Yoksa "minörün kendi T-Y-T (Tam - yarım) kalıbı var, ona uyan versiyon bu" demek mi istiyorsun?
Olabilir.
gamaro:
Evet.
Sana belki isa gibi muhqmmed gibi kitap vermedim sevgili kulum, ama sahife indirdim yukarda.🙂
T-Y-T-T-Y-T-T
Simdi diyeceksin ki, bu araliklari kim nasil bulmus?
Deneye deneye bulmuşlar, sonra kendilerinde ve genelde olustuklari duyguya bağlı olarak, siniflandirmislar.
Ormegin dogal minor ile (ilgili minor) gecisler daha dramatik hale gelir, ancak artarak giden bir etkinin patlamasi ( ya da cozulmesi) ya da finito yaratmaya uygun degildir.
Livaneli mesela, daha dogrusu onun parçalarının düzenlemelerini yapan ve muzikal eğitimini Norveç'te alan kardesi Ferhat livaneli, bunu bol bol kullanır.

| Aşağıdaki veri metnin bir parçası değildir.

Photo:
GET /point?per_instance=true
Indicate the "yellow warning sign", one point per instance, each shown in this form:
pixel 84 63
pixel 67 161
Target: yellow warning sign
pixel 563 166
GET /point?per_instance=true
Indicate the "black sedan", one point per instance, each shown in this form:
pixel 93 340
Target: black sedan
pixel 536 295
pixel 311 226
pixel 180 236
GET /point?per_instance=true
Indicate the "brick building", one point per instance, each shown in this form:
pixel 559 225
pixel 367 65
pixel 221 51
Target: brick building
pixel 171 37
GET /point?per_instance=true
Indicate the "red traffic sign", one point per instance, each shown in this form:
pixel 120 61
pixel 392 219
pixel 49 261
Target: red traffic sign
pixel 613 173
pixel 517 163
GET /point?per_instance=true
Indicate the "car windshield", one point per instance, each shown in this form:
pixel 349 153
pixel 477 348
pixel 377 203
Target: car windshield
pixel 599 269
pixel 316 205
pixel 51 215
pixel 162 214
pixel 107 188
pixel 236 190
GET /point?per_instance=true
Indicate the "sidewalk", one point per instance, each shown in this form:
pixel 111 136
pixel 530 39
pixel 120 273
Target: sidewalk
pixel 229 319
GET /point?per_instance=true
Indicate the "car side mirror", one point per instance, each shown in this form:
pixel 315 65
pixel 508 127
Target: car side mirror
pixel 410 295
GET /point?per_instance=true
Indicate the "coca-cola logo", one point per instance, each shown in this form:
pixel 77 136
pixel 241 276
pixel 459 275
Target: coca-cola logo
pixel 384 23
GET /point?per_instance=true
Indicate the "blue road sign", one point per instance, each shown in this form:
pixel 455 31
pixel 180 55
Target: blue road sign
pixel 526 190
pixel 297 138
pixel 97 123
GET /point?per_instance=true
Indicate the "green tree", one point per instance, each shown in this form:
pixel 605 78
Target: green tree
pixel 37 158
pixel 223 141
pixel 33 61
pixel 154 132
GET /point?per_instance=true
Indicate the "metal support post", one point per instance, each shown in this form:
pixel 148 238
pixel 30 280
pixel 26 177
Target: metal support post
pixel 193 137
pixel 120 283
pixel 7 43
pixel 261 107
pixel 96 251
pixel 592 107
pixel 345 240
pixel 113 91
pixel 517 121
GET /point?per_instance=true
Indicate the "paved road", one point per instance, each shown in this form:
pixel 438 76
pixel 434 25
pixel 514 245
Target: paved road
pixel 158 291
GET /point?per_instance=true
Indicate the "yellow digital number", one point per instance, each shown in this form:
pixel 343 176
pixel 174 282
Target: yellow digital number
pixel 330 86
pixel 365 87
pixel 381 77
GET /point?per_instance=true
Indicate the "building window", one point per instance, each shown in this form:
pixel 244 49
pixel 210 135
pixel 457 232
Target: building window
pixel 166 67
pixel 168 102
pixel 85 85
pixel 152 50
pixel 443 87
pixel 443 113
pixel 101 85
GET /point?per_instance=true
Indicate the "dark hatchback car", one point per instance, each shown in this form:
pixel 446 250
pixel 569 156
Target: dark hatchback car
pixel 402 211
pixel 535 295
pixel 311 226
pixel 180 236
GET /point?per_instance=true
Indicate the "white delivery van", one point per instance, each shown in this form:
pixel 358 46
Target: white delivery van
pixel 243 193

Bir kelimenin bitip ikinci kelimenin başladığı, ya da kelime icinde hece değiştirirken, (gecis anlarinda) ayni akorun minor ve majorunu , veya ayni tonun farkli minor varyasyonlarini arka arkaya kullanır sik sik.

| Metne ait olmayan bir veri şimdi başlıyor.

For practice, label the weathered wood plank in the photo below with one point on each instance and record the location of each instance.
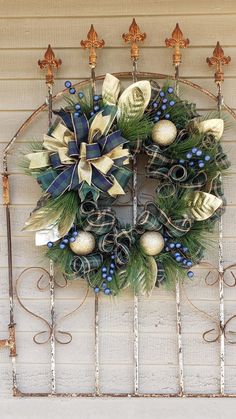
(29, 94)
(107, 8)
(67, 32)
(74, 63)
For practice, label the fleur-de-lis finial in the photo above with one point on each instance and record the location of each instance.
(134, 36)
(177, 41)
(92, 42)
(218, 60)
(49, 62)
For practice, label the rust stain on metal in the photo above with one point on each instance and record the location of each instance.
(11, 340)
(92, 43)
(177, 42)
(218, 60)
(134, 36)
(49, 63)
(5, 186)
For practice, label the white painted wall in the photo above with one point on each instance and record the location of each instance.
(26, 27)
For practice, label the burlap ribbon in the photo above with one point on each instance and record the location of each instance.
(72, 159)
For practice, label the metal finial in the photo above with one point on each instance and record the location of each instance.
(134, 36)
(218, 60)
(49, 62)
(92, 42)
(177, 41)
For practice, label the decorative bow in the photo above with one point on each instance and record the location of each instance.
(82, 156)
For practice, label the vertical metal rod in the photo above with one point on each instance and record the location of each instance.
(93, 82)
(221, 278)
(97, 366)
(11, 326)
(52, 274)
(177, 294)
(136, 301)
(96, 301)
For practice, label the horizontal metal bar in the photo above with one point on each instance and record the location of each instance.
(127, 395)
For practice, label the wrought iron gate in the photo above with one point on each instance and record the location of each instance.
(221, 275)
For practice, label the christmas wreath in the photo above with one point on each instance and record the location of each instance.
(85, 162)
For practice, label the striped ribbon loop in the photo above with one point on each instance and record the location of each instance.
(83, 265)
(153, 218)
(100, 222)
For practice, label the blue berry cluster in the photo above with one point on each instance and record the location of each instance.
(179, 252)
(162, 105)
(107, 273)
(64, 241)
(196, 157)
(77, 106)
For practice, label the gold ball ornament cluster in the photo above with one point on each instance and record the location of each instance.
(164, 132)
(83, 244)
(152, 243)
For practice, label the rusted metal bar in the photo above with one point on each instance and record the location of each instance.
(43, 107)
(10, 342)
(218, 60)
(131, 395)
(133, 37)
(177, 42)
(49, 63)
(92, 43)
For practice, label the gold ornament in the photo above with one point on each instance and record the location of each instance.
(211, 126)
(152, 243)
(84, 243)
(164, 132)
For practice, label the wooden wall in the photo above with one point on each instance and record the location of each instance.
(26, 28)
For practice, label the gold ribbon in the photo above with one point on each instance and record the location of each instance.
(58, 142)
(203, 205)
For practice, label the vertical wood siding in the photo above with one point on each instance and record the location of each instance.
(26, 28)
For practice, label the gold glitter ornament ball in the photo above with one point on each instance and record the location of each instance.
(84, 243)
(152, 243)
(164, 132)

Bu sekilde, aslinda melodinin/bestenin kendi ana iskeletinde olmayan, ama arkada eslik eden bir baska ses mudahalaesi ile karşılaşırsın,.dalgalanma benzeri bir etki yaratır, dalga once carpar, sonra geri çekilir.
Muzigin kendisine muzik yapmak gibi bisey.

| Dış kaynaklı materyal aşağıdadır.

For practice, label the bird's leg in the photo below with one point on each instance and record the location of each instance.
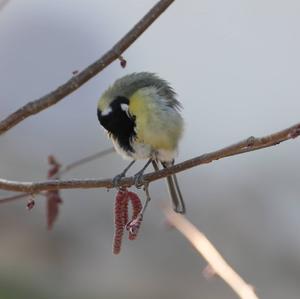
(118, 177)
(138, 181)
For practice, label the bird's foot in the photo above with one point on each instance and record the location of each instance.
(138, 179)
(117, 179)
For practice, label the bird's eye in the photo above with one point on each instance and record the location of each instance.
(106, 111)
(125, 107)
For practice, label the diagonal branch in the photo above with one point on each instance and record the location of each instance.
(211, 255)
(92, 70)
(247, 145)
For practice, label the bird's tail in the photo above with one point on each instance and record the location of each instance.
(174, 191)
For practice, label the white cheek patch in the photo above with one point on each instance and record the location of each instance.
(106, 111)
(125, 107)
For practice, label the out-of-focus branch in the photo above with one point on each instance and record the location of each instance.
(75, 82)
(211, 255)
(64, 170)
(247, 145)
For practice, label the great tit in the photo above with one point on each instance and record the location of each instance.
(141, 115)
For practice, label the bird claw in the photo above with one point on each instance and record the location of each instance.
(138, 180)
(117, 179)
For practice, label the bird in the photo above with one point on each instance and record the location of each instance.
(142, 116)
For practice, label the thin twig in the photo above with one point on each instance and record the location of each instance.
(84, 161)
(211, 255)
(64, 170)
(247, 145)
(92, 70)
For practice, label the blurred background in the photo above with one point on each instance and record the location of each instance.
(235, 66)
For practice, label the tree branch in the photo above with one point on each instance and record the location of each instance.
(75, 82)
(211, 255)
(247, 145)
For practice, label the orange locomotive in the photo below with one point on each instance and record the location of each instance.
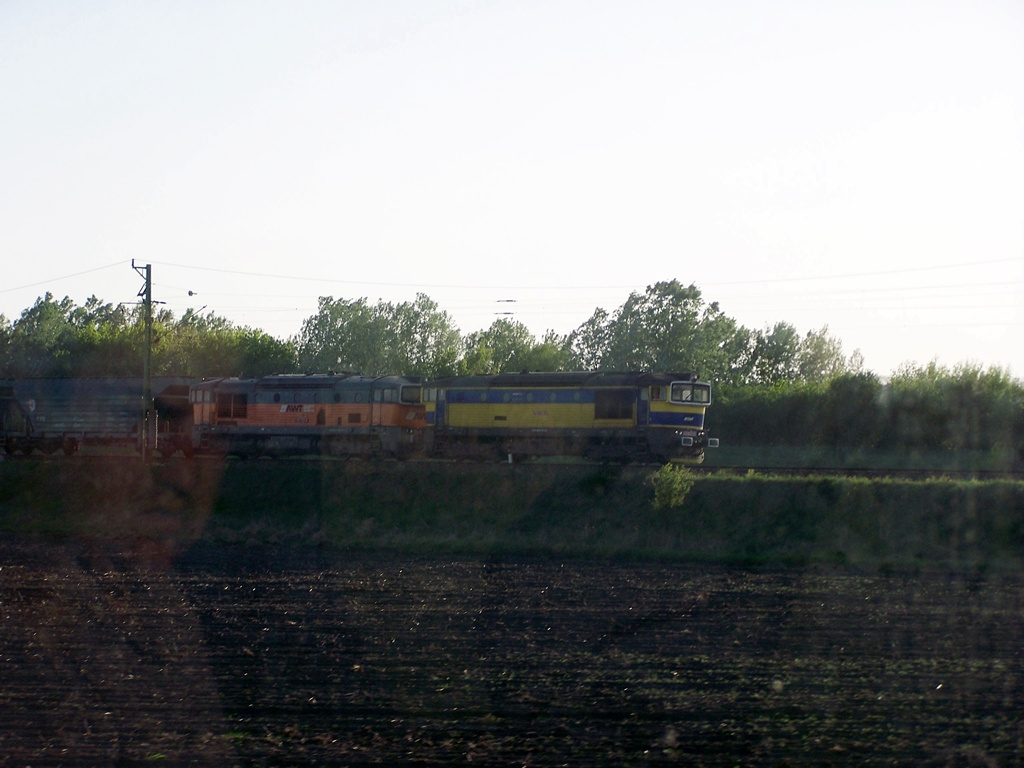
(328, 414)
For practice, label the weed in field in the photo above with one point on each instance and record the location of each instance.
(672, 483)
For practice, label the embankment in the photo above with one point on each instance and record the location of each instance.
(523, 510)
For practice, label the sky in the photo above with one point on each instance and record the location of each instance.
(851, 165)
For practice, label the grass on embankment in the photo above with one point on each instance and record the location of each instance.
(535, 510)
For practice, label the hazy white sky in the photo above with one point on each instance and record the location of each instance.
(852, 164)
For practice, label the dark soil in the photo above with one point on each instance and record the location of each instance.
(236, 655)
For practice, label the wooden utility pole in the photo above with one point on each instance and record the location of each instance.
(147, 427)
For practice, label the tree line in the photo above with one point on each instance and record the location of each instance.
(669, 327)
(774, 386)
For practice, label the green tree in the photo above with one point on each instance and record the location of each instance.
(412, 338)
(667, 328)
(776, 353)
(820, 356)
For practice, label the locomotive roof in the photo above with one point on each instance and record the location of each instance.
(305, 381)
(565, 379)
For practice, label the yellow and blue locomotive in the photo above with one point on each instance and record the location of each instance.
(646, 417)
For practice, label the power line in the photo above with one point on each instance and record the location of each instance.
(66, 276)
(587, 288)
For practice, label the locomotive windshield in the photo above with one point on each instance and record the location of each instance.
(690, 392)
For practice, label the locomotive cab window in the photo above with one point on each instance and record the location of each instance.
(388, 394)
(686, 392)
(231, 406)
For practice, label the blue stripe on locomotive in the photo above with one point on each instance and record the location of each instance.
(670, 419)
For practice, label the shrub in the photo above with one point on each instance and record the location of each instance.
(672, 483)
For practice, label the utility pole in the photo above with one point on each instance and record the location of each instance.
(146, 432)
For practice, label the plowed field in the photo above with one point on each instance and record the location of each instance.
(235, 655)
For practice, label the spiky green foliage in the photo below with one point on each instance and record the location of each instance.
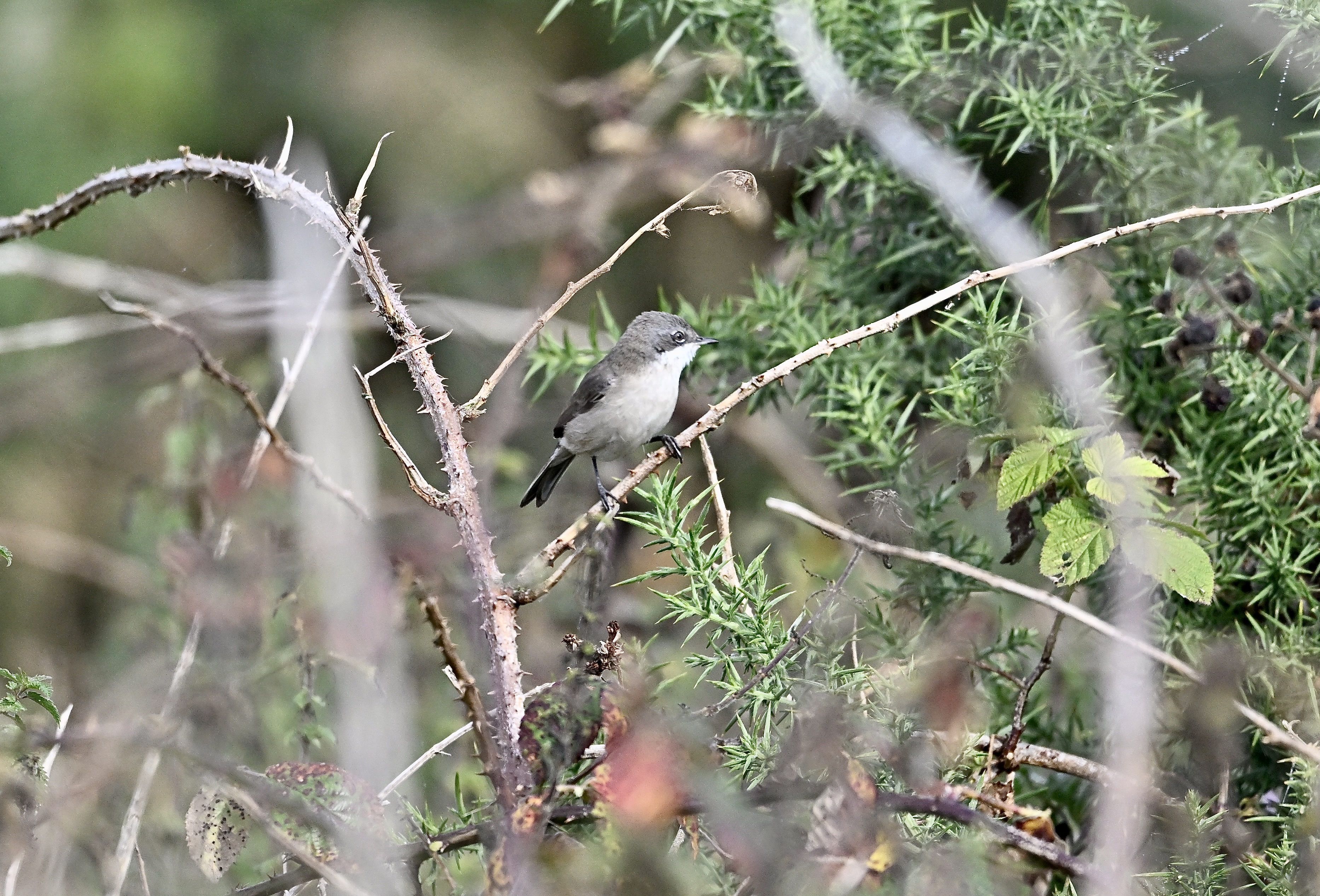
(1064, 105)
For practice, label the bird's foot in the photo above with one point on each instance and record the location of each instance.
(672, 444)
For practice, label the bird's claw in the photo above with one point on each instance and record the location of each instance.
(672, 444)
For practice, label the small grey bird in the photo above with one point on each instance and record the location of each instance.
(624, 401)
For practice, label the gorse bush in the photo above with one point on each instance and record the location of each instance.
(1067, 108)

Diger minor akorlar da, farkli duygulanim veya efektler oluşturmalarina gore siniflandirilmis ve her biri icin matematik ses araliklari formuluze edilmiş.
Ama dedigim gibi, bu klasik bari muzigi aleminde evrimini yaşamış bisey.
Bizim kulagimiza nisbeten daha kolay ve yalin geliyor anlasilabilirligi.
Uzak doğuya gittiğinde 5li ya da 7li araliklar arasinda sicramalar temel hareketler haline geliyor.
Bu durum kullanılan muzik aletlerinin yapisi ile de ilgili biraz.
Tarihteki ilk muzik aleti 4 delikli bir kavaldi sanirim (arkeolojik olarak bulunan)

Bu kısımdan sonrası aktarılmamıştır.